III DOMINGO DE ADVIENTO
DOMINGO DE GAUDETE
Por Nuestro Párroco, Padre Carmelo Jiménez
Al tercer domingo de Adviento se le conoce como Domingo de Gaudete lo cual significa que es el Domingo de la Alegría. Pero no la alegría pasajera de nos dan las cosas de tenerla hoy y se nos esfuma en un momento.
El profeta Isaías afirma en la primera lectura: “Me alegro en el Señor con toda el alma y me lleno de júbilo en mi Dios, porque me revistió con vestiduras de salvación y me cubrió con un manto de justicia” (Is. 61, 10). La salvación es la meta de nuestra fe, por lo tanto, si la encontramos en Dios, esa es la alegría mayor que puede darnos, la cual no será pasajera, sino una salvación eterna.
El pueblo de Israel tenía un año jubilar cada 50 años, y era anunciado por el ungido, lo cual significaba liberar y devolver lo comprado. Todo, completamente todo, al comprarse o venderse, el precio era tasado conforme a los años que faltaron para el año jubilar, y era cuando llegaba el anuncio por el Ungido y la devolución o libertad de las cosas, e incluso, de los esclavos (Lev. 25, 10 -15). Pero ahora ya no es el profeta o el ungido sino el Mesías quien nos trae el evangelio, o más bien, quien se convierte en el Evangelio, es decir, en la Buena Nueva: “El espíritu del Señor está sobre mí, porque me ha ungido y me ha enviado para anunciar la buena nueva a los pobres, a curar a los de corazón quebrantado, a proclamar el perdón a los cautivos, la libertad a los prisioneros, y a pregonar el año de gracia del Señor” (Is. 61, 1-2).

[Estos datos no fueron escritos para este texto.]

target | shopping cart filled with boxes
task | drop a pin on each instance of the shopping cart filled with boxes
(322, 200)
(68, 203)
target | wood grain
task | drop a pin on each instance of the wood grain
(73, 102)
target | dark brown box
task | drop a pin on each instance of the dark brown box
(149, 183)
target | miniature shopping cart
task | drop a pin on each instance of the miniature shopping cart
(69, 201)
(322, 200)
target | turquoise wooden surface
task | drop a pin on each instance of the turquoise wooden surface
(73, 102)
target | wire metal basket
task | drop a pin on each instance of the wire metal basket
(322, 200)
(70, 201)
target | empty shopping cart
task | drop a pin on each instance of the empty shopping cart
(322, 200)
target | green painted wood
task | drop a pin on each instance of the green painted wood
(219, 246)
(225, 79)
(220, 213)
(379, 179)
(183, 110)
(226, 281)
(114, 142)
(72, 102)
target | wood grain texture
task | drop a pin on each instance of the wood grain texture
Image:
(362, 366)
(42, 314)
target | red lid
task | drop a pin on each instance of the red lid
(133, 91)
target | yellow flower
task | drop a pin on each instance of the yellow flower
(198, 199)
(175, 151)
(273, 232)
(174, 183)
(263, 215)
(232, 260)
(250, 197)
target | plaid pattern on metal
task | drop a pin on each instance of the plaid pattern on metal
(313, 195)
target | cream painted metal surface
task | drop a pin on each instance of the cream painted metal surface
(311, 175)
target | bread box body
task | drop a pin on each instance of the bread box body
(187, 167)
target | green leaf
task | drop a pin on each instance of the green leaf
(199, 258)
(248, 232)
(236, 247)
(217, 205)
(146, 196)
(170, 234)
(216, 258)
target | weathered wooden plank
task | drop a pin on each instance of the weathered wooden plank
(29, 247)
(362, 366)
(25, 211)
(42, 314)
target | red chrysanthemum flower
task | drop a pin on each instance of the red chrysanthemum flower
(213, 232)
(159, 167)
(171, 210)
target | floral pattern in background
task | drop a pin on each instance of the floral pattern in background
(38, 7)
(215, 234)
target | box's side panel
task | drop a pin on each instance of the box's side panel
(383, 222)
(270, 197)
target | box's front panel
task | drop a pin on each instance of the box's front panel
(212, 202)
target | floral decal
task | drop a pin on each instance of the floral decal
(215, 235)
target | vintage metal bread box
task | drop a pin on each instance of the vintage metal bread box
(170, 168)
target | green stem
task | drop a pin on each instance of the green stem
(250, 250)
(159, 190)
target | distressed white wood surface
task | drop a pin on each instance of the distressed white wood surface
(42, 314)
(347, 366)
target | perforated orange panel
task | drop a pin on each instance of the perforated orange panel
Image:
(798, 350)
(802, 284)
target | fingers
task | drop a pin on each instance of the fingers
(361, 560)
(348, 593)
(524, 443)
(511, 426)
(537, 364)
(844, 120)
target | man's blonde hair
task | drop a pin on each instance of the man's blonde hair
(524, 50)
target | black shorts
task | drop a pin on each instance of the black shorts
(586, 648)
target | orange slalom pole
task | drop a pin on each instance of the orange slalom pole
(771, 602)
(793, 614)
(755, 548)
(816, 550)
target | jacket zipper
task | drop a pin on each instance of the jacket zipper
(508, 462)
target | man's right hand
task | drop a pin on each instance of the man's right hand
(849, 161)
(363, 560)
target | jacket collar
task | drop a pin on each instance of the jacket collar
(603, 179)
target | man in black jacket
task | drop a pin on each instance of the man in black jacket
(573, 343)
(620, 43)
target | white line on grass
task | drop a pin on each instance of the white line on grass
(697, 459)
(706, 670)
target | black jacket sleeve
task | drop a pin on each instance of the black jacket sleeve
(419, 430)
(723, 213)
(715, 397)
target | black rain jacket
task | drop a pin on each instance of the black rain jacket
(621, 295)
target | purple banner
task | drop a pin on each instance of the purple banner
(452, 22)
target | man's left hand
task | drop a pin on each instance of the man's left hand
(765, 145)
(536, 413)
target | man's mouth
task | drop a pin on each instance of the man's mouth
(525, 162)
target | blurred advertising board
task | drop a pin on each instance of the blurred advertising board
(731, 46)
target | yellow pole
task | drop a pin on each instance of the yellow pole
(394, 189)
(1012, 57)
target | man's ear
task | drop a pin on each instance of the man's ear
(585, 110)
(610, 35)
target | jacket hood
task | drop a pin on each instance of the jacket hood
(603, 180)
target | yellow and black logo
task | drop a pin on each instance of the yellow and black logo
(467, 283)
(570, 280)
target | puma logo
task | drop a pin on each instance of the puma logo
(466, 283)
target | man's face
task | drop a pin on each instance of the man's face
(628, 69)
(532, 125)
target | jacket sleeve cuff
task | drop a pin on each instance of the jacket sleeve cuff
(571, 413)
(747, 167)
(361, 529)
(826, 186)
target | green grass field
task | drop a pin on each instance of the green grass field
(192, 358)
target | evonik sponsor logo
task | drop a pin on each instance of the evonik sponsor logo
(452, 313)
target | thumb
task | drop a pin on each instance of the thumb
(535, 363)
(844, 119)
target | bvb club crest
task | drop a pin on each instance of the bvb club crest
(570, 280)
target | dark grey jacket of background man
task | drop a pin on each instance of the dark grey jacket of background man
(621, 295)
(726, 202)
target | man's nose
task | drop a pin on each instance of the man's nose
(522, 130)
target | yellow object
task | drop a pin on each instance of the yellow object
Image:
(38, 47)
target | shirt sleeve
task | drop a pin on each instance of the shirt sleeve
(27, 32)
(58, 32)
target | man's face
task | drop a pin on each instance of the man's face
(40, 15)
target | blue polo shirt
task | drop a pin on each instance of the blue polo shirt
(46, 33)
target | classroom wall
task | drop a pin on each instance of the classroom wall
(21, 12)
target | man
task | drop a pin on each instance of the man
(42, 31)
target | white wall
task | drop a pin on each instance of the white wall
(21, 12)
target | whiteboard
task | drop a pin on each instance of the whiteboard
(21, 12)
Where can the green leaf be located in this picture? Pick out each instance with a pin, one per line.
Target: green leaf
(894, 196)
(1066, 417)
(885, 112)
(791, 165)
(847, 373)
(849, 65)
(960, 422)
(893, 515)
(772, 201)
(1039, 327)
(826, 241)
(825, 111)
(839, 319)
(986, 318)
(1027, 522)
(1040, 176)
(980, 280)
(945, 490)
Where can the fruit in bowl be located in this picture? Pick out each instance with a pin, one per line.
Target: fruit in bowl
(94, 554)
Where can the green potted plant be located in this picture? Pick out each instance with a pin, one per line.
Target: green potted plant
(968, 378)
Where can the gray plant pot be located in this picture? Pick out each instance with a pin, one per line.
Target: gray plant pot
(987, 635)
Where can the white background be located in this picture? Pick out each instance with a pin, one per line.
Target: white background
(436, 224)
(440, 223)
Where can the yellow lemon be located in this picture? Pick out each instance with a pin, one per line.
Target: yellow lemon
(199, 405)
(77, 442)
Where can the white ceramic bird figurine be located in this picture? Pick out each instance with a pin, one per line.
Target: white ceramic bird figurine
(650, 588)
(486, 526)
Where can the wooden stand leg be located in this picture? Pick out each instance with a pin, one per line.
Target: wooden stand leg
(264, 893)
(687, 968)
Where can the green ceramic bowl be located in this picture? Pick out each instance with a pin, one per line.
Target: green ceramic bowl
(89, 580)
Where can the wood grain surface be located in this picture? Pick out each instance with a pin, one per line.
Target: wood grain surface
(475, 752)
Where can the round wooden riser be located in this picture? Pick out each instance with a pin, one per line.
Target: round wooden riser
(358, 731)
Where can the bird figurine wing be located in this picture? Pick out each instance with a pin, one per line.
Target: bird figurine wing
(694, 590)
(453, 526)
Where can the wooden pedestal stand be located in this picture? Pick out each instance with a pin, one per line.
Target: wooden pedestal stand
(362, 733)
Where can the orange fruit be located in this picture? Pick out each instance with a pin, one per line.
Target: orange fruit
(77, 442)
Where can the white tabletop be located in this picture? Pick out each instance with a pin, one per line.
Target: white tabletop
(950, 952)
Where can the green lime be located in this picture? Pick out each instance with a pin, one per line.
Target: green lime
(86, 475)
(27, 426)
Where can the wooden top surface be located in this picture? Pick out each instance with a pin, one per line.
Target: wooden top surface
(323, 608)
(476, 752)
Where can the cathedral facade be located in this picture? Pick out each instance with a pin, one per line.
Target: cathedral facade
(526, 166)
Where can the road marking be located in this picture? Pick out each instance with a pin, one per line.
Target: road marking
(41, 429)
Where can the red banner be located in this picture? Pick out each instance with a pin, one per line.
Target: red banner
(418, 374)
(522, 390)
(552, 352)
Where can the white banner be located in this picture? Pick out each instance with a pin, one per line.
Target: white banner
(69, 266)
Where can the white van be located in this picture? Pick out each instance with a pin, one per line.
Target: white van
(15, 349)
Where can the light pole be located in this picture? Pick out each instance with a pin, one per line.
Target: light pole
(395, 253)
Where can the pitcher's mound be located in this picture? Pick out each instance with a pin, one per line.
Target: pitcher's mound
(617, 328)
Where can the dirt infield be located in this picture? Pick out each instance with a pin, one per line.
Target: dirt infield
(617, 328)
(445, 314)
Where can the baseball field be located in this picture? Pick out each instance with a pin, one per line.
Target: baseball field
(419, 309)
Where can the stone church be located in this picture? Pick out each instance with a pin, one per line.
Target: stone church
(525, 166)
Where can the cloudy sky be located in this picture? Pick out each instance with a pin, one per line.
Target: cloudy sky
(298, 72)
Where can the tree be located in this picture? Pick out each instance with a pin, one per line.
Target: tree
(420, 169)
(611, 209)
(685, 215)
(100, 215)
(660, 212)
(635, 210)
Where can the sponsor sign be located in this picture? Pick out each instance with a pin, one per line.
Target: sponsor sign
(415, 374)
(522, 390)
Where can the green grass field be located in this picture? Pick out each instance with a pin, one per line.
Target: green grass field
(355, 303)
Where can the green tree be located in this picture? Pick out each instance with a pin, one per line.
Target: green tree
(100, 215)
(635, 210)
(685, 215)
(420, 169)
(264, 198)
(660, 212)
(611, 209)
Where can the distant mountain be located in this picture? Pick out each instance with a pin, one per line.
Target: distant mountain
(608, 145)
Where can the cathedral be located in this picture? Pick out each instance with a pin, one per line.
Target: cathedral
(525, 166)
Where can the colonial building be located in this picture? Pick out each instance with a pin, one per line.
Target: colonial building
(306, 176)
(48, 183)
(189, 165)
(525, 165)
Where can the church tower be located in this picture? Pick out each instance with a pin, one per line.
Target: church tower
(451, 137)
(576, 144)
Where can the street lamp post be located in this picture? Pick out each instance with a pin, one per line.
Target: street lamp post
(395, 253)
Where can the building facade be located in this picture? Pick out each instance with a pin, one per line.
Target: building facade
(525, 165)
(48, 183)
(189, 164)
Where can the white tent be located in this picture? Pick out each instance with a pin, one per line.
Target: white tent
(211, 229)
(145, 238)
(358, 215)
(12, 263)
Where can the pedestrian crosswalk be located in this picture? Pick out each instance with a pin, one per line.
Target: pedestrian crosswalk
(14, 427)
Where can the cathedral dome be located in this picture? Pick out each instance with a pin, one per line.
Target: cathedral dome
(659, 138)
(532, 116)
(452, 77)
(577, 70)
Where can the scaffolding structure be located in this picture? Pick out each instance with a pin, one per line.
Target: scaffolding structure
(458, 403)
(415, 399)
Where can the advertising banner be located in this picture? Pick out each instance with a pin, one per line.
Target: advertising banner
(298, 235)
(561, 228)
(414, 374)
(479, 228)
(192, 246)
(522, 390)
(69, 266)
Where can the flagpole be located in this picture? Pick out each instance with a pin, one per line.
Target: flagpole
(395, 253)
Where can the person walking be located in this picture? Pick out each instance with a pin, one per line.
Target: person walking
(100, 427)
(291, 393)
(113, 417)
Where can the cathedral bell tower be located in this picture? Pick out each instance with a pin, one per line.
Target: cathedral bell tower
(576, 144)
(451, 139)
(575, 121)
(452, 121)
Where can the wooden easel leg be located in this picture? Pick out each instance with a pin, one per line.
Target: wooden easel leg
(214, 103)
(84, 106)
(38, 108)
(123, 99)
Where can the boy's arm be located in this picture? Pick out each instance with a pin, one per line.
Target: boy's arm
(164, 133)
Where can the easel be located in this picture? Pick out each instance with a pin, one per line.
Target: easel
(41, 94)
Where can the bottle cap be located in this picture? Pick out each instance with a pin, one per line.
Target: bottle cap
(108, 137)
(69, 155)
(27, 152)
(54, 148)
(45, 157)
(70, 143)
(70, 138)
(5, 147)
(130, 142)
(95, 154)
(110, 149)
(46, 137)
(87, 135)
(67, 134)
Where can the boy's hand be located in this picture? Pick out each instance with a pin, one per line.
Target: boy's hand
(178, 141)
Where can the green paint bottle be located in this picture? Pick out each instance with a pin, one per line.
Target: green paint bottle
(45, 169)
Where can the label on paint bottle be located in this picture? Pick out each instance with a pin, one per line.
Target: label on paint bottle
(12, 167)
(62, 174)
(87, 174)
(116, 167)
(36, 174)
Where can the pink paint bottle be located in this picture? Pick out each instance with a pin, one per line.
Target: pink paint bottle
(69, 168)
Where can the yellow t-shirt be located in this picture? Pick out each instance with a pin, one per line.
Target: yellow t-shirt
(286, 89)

El texto del Evangelio de hoy es tomado del Evangelio de San Juan (Jn. 1, 6 – 8. 19 – 28) que es paralelo del texto de San Marco (Mc. 1, 1 – 8) que escuchamos el domingo pasado. En ambos textos el Bautista señala a quien se convierte en la Buenas Nueva para todo el que crea en El y en quien la profecía de Isaías se hace realidad: “Yo bautizo con agua, pero en medio de ustedes hay uno, al que ustedes no conocen, alguien que viene detrás de mí, a quien yo no soy digno de desatarle las correas de sus sandalias” (Jn.1, 26 – 27). Tiempo después del bautismo del Señor, Juan el Bautista enviará a dos de sus discípulos a preguntar a Jesucristo si él es el Mesías o se tendrá que esperar a otro y en respuesta, Jesucristo manda a decirle al Bautista: “Vayan a contar a Juan lo que han visto y oído: los ciegos ven, los paralíticos caminan, los leprosos son purificados y los sordos oyen, los muertos resucitan, la Buena Noticia es anunciada a los pobres” (Lc. 7, 22). Es decir, el mismo Mesías da testimonio que en Él se cumplen todas las promesas.
La Virgen María proclama: “Desde ahora me llamarán dichosa todas las generaciones, porque ha hecho en mí grandes cosas el que todo lo puede” (Lc. 1, 48b -49). Esa dicha de María es la proclamación de las bondades y presencia del Salvador en su vida. Tendrá que ser dicha y paz para nosotros, como en la virgen María, por su presencia en Medio de Nosotros.
Ya en muchos lados he visto los pesebres esperando la navidad, esperando la llegada de ese niño hermoso, que traerá la salvación para cada uno que lo reciba, ya no en el vientre como María, sino en el corazón, a través de: la escucha de la Palabra, la celebración Eucaristía y de los demás sacramentos, la reconciliación consigo mismo, con los hermanos y con Dios. Recibir a Jesús es configurarnos con Él a la manera de pensar, de sentir y de ver y hacer las cosas. Y en ese recibirlo es como nos liberara, es como nos sanara, es como Él se hace el Salvador.
Que la alegría que Cristo nos trae se haga realidad en nosotros, en ti hermano y hermana, que te llenes de esperanza en la salvación y Dios conceda liberarte de todo pecado para que en tu corazón lo recibas a El que es la bondad infinita. Goza, regocíjate, espera con amor, al que es el Amor Eterno. Dios nos conceda crecer en la alegría y en el amor. Amen.